The Harvest Moon came upon us this week, the first time it has appeared in October in eight years. It lit the sky, making evening walks without torchlight perfectly possible no matter where you were.
Living and working on the coast our community always has one eye on the tide, and last night was predicted to be higher than the norm, presumably in the light of the Harvest Moon. The sheep were out on the marsh, and with the sea wall breached in one place this was a test of natural flood alleviation. I went to the wall about an hour before the high was predicted. It was already much higher than usual, lapping against the wall, covering large expanses of salt marsh and almost covering the little jetty that juts out in the direction of the Wade. We walked to the breach site, the ground damp under our feet, keeping an eye out to deeper patches. The rams were settled down for the night, oblivious as to the potential threat from the incoming tide.

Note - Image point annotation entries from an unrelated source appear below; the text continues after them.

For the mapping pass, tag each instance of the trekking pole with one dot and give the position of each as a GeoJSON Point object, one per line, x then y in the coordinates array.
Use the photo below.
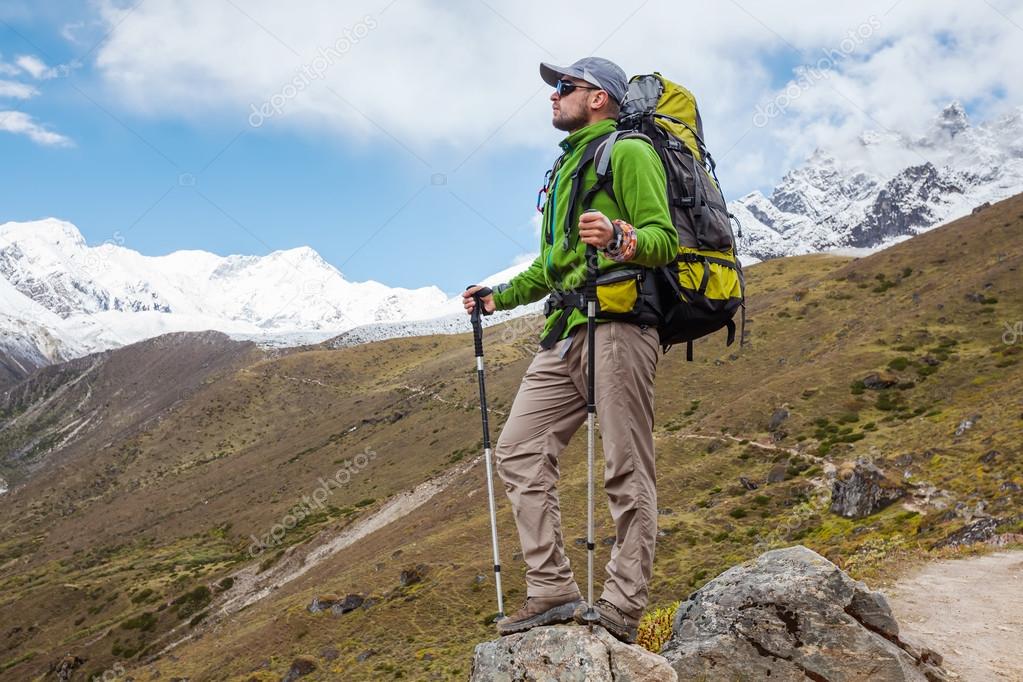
{"type": "Point", "coordinates": [479, 309]}
{"type": "Point", "coordinates": [590, 617]}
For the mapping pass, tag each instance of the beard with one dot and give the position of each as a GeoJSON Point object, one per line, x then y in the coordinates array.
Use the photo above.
{"type": "Point", "coordinates": [569, 121]}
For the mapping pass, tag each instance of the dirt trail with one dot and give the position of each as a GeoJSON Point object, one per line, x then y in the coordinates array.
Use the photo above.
{"type": "Point", "coordinates": [970, 610]}
{"type": "Point", "coordinates": [252, 585]}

In the end no problems were experienced. The tide settled and thanks to the relative lack of wind and timing of surge all was fine. Another reminder however that when you live on low lying areas of the coast you should always be aware of your great watery neighbour which will rise and fall and occasionally move further inland than the norm. There is no technology that can get us around this experience. It’s a constant of coastal experience and we ignore it at our peril.